Tam aksine, buradaki saptamalar döviz ve altını başıboş bırakarak, milyonlarca insanın alım gücünü yerle bir eden bir zihniyete vurgu yaparken, toplumdaki suskunluk kadar ülkeyi yönetenlerin sessizliği ve pervasızlığının da tek kelime ile mide bulandırıcı olduğuna dikkat çekiyor...

Oysa bu sessizliği yırtan gerçekler, sadece  milyarlarca liraya ulaşan batık krediler, mahkemelerdeki milyonlarca icra dosyası,  yüzbinlerce esnafın iflas etmesi ve Corona ile birlikte işsizliğin yaşamı iyice cehenneme döndürmesi değil...

Kimi muhalefet liderleri ve milletvekillerinin sosyo ekonomik bunalımlarla ilgili çırpınışları sürerken, bazı sendikaların düzenli yaptığı ekonomi araştırmaları ve raporları da pervasızların- duyarsızların suratına şamar gibi inmeye devam ediyor...

Baksanıza; Türk-İş'in "eylül ayı açlık ve yoksulluk sınırı" araştırmasına göre, 4 kişilik bir ailenin açlık sınırı 2 bin 448 lira olarak hesaplanmış...

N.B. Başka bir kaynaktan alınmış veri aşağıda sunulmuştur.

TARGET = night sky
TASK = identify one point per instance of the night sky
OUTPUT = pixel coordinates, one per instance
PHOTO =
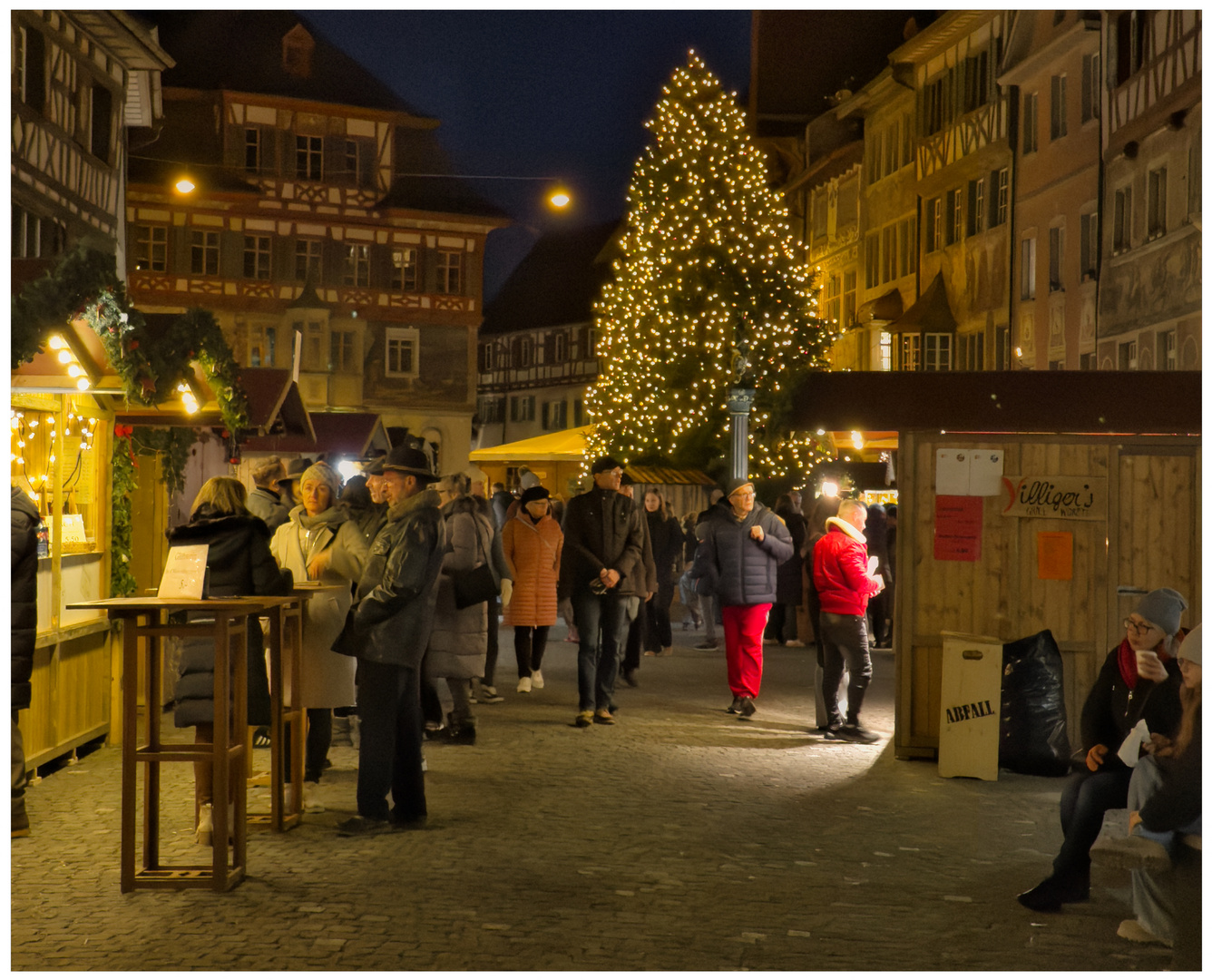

Çünkü yaş sebze-meyve fiyatlarına bağlı olarak mutfak harcamasında görülen gerileme eylül ayında da devam etmiş...

Aylık gıda harcaması tutarı 2 bin 448 olarak belirlemiş ama bir de gıda harcaması ile birlikte giyim, konut (kira, elektrik, su, yakıt), ulaşım, eğitim, sağlık ve benzeri ihtiyaçlar için yapılması zorunlu diğer aylık harcamaların toplam tutarı var ki, (yoksulluk sınırı) 7 bin 973 lira olarak hesaplanmış...

Çünkü dört kişilik bir ailenin aylık gıda harcaması, yılın ilk 8 ayı itibarıyla önceki yıl sonuna göre 285 lira, temel ihtiyaçlar için yapılması gereken toplam harcama ise 928 lira artmış...

Bu artışın sebebi de belli...

Örneğin, gıda enflasyonunda son 12 ay itibarıyla artış oranı yüzde 18.56'ya ulaşmış...

 farac-cop.jpg

AKP milleti umursamıyor...

Toplumun ezici bir çoğunluğunun geçim kaynağı olan asgari ücretin Türk-İş tarafından "açlık sınırı" olarak açıklanması, Türkiye'de milyonlarca insanın, yani ülkenin neredeyse dörtte üçünün nasıl bir sefalet- yoksulluk ve ekonomik bunalım içerisinde yaşadığını gözler önüne seriyor...

Corona salgınıyla birlikte, milyonlarca insanın sosyal bunalım yaşaması yetmezmiş gibi, bir de iflas eden fabrikalar- kapanan işyerleri ve dar gelirlinin boynuna yağlı ilmik gibi atılan icra dosyaları- banka hacizleri var ki, önümüzdeki dönemde Türkiye'yi esaret altına alacak vahim manzarayı şimdiden özetliyor...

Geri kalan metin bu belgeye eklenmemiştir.